Changes to the so-called Non-Constituency Member of Parliament (NCMP) scheme will enter force after this election, guaranteeing the presence of a maximum of 12 opposition lawmakers in the city-state’s legislature regardless of the election’s result. The arrangement will effectively give the “best-performing” losing opposition candidates seats in Parliament.

Singapore’s constitution was amended in 2016 to expand the number of NCMPs and grant them mostly the same voting rights as elected legislators. But the scheme has been the subject of fierce debate on the campaign trail and has been criticized by opposition parties who see the PAP as leveraging it to persuade voters against the need for an elected opposition.

Tan, secretary-general of the PSP, for one, has called the scheme a “ploy” to entice voters away from opposition parties and vowed not to take up a NCMP seat.

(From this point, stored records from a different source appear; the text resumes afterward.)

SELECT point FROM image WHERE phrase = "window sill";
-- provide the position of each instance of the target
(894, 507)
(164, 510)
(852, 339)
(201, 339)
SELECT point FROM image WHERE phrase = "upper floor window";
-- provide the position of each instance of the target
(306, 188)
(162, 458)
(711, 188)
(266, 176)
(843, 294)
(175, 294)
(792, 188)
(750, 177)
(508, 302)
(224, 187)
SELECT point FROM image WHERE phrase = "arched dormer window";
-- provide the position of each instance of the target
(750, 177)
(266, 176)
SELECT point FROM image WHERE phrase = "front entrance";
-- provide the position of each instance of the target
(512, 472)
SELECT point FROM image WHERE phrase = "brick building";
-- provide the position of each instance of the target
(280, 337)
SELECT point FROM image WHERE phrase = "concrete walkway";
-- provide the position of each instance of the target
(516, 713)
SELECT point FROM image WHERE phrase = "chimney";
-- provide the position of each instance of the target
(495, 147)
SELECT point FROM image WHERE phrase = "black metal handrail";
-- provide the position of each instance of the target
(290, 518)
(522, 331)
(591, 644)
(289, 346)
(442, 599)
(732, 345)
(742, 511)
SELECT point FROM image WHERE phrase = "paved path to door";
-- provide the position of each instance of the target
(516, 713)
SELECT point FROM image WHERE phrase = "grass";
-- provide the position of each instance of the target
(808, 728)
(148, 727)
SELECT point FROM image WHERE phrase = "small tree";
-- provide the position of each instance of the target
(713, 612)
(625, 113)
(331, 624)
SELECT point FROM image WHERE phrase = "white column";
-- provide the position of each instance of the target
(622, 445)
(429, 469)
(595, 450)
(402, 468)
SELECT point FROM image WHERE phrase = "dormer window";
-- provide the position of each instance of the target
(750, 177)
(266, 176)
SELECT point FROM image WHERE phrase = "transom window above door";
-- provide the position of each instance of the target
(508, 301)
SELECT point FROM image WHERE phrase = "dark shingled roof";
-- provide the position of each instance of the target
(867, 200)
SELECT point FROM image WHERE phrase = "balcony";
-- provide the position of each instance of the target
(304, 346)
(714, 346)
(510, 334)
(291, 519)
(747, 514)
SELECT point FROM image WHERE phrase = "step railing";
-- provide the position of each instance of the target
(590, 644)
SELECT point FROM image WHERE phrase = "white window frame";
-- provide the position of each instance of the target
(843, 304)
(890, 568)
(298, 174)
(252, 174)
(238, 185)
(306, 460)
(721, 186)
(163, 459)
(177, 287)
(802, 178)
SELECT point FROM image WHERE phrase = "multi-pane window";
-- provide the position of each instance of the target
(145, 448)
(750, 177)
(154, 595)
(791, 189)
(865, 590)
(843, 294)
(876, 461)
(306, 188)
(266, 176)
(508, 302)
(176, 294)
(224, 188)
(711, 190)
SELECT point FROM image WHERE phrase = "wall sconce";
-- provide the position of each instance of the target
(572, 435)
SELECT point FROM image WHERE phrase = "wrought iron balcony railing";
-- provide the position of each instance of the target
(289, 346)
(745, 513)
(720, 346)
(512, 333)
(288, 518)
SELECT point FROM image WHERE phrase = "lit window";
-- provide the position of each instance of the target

The charismatic octogenarian sees the scheme as lacking a fundamental element – control over a constituency where the opposition can sink roots into as elected representatives.

Progress Singapore Party candidates seated at a hawker center during an election walkabout in Tanjong Pagar, Singapore, June 28, 2020. Photo: Nile Bowie

“Opposition parties rightly emphasize that the democratic political authority to hold a government to account can only derive from having been endorsed by those you claim to represent,” said Garry Rodan, an honorary professor at the University of Queensland’s School of Political Science and International Studies.

The Harvard-Yenching Institute’s Chong remarked that despite equal voting rights, NCMPs cannot affect the legislative process with their number of seats, nor have voters empowered them with a clear mandate. “Such conditions can make it appear that Singapore has to settle for losers if it wants diversity,” he remarked. 

Chong of RSIS, for one, is more sanguine about opposition parties’ prospects in the looming contest and believes they may not need to rely on the NCMP scheme to enter Parliament. He thinks the opposition as a whole could be poised to make broader electoral gains than many observers expect.

“Singaporeans have matured politically, and the opposition probably represents views closer to what the younger generation really thinks. By all appearances, [opposition politicians] are more confident and [are] potentially on course to retain what they have, plus a couple of constituencies more to their total hold,” he said.

“But if voters rationalize their decisions on a fear of losing out economically if they make the wrong choices, they might say let’s give the PAP the mandate it wants and needs, and hope it restores their jobs,” Chong added. “That seems like the only choice in front of a lot of people either working on reduced salaries or those who have lost their jobs completely.”